Perdue, Cotton File RAISE Act to Reform Outdated Immigration System, Protect American Workers, Boost Wages

Cotton and Perdue

Two Republican senators took up the baton for populist immigration reform Tuesday when they announced their Reforming American Immigration for Strong Employment, or RAISE Act, designed to raise wages for ordinary Americans, restore legacy immigration levels, and reset family and worker visa programs.

“We are taking action to fix some of the shortcomings in our legal immigration system—returning to our historically normal levels of legal immigration will help improve the quality of American jobs and wages,” said Georgia’s Sen. David A. Perdue Jr., who served on the chamber’s Judiciary Committee and was one the first and foremost Senate supporters of President Donald J. Trump’s campaign. Perdue was joined by Arkansas Sen. Thomas B. Cotton, his co-sponsor.

“This is a first step,” Perdue said. “It is not a sweeping, comprehensive attempt to solve all legal immigration problems, nor does it address illegal issues. We are simply trying today to bring a rational, compassionate approach to this issue inside the immigration conversation.”

The bill is not a rejection of immigration, which is an important part of the country’s heritage, he said. “But, we see the records and we see the data and we see wages being absolutely depressed because of the supply of low-skilled workers.”
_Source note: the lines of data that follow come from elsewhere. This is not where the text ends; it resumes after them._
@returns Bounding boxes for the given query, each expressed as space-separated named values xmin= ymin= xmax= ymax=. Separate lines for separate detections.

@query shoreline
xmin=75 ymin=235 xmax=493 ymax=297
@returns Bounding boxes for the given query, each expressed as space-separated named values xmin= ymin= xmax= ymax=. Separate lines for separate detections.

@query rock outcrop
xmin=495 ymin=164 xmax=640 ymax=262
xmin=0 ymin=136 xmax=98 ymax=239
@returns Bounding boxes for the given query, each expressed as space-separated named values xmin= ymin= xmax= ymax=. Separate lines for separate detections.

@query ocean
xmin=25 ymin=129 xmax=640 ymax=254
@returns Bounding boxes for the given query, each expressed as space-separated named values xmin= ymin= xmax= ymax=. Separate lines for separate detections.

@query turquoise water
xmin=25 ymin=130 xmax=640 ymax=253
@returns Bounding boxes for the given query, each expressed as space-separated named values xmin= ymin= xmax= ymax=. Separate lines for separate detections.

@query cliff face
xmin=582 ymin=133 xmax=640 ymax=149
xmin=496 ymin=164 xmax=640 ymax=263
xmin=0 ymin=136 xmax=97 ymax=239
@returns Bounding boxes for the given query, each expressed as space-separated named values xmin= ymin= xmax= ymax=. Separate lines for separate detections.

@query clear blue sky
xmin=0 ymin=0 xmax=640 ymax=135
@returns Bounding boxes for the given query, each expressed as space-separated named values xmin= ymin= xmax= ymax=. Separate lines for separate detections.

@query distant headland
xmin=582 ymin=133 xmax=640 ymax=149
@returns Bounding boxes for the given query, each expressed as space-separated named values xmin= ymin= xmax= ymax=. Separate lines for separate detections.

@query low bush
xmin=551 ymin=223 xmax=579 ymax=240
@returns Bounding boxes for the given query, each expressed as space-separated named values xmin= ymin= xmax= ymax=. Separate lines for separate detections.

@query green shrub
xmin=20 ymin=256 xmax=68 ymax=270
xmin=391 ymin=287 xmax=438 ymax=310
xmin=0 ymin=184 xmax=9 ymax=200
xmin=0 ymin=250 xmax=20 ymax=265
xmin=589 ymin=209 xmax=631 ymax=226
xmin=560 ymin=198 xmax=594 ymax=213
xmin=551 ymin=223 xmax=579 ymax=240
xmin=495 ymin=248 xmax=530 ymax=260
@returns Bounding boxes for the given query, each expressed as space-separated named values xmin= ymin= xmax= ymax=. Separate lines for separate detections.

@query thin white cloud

A Capitol Hill source close to Perdue told Breitbart News that the senator is motivated by the president’s attention to the immigration crisis, especially when it comes to eliminating the so-called “diversity lottery” visa program and other outdated programs.
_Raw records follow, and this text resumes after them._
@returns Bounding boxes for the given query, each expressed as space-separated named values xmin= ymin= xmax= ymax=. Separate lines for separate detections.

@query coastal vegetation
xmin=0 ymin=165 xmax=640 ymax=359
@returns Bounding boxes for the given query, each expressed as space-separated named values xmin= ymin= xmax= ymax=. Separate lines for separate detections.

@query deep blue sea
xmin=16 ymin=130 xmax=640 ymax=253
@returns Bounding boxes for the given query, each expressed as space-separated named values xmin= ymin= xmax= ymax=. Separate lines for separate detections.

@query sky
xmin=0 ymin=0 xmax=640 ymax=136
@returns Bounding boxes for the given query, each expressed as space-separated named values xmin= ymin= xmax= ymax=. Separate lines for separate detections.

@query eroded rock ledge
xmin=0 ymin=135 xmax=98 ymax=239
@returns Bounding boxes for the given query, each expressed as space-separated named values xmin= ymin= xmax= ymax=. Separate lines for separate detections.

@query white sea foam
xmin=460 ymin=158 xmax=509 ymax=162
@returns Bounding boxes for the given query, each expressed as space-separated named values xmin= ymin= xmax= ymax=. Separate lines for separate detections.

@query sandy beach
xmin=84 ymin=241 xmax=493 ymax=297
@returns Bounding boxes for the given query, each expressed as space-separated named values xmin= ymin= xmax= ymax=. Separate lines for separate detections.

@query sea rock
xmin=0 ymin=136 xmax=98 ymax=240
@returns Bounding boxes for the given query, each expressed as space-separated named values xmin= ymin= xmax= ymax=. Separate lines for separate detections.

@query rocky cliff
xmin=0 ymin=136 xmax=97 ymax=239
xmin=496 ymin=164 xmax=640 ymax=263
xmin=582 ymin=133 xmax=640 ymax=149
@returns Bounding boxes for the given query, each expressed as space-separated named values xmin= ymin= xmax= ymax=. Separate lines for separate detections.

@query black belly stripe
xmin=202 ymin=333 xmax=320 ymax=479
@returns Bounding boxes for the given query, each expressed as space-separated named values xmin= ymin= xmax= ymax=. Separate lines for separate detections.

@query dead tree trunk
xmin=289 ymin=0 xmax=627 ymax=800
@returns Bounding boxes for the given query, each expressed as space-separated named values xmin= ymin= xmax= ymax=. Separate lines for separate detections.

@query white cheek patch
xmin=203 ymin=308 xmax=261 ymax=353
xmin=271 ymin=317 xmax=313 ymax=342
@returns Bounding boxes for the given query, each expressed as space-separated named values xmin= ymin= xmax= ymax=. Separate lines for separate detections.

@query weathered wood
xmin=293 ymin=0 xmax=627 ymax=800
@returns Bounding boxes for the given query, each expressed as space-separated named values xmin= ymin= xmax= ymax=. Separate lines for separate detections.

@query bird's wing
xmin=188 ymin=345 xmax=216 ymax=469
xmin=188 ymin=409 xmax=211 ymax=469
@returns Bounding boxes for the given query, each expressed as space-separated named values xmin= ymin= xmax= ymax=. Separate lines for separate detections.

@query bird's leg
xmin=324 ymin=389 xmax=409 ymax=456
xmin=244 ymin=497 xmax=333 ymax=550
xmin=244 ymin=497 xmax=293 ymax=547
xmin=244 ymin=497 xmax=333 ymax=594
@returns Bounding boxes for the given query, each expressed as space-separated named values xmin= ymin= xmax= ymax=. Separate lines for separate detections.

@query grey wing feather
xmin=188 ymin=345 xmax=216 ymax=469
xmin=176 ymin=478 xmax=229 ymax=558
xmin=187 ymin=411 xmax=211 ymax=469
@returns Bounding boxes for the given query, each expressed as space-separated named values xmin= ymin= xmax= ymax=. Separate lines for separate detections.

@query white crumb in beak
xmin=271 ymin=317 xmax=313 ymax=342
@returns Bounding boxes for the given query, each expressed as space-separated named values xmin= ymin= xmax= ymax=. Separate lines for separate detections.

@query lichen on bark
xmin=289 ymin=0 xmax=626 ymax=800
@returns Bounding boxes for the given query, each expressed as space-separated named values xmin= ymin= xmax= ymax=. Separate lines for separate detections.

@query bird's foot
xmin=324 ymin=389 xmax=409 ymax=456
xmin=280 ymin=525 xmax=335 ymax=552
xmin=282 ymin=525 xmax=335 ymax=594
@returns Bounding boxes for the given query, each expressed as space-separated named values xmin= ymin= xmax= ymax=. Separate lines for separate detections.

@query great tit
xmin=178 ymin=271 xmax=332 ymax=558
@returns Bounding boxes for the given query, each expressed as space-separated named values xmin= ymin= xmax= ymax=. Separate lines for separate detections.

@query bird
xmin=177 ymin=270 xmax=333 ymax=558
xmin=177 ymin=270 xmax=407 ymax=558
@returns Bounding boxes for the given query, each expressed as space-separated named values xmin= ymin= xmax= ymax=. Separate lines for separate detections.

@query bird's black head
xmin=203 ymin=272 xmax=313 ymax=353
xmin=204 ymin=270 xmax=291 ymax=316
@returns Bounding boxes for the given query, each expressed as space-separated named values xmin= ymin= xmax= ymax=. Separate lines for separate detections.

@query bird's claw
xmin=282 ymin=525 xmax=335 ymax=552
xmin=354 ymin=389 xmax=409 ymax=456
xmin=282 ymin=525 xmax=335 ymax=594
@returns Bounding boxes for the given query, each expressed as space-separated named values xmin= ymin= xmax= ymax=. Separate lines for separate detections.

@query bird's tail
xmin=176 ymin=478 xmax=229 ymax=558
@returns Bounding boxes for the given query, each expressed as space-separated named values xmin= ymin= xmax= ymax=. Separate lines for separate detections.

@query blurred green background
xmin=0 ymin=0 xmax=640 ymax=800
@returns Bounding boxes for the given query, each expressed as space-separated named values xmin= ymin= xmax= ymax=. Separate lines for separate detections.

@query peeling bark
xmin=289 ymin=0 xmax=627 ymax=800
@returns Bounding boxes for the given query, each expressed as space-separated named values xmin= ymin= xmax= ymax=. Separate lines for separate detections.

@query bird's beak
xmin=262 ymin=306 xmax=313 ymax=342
Cotton said he spoke to the president about the general outlines of the bill during the campaign and that morning.

While he would not say that Trump endorsed the bill, he was clear that it is in line with the president’s priorities, and he and Perdue have an ongoing partnership with the White House staff.

The Army Ranger veteran of Afghanistan and Iraq said his bill with Perdue takes the number of legal immigrants from  million to 500,000 per year without addressing the employment-based immigration programs.

Cotton said this bill makes it a simple matter of supply and demand.

“There has been a generation’s-long decline in blue collar wages,” he said. “The natural effect of having low-skills and no-skills workers in this country is going to be a tighter labor market that is going to put more upward pressure on wages of working folks.”

The RAISE Act shuts chain-migration, so siblings, parents, and other members of a legal immigrant’s extended family are no longer automatically waved into the country, he said. However, the bill does allow for temporary visas for elderly parents, who are not coming to America to work or go on public assistance.

Cotton had to repeatedly tell reporters that the bill is designed to primarily help American. “Our immigration system should focus on what is good for American citizens–and if parents and siblings or adult children or their spouses have the skills that they need to succeed in our economy and contribute, then they can come in through other employment-based programs.”

Cotton said the bill is focused on the 1965 Immigration and Nationality Act that remains the country’s framework. “We are looking for a more rational system.”

The Arkansas senator said that the immigration laws between 1924 and 1965 were too restrictive and there was a need in 1965 to open things up, especially given the record of America’s handling a refugees in the 1920s and 1930s.

“Overall, you will see a reduction in the number of immigrants, but you may see an increase in other categories, where there is an empirical and demonstrated need for more immigrant labor–particularly among the skilled and the ultra-high skilled,” he said.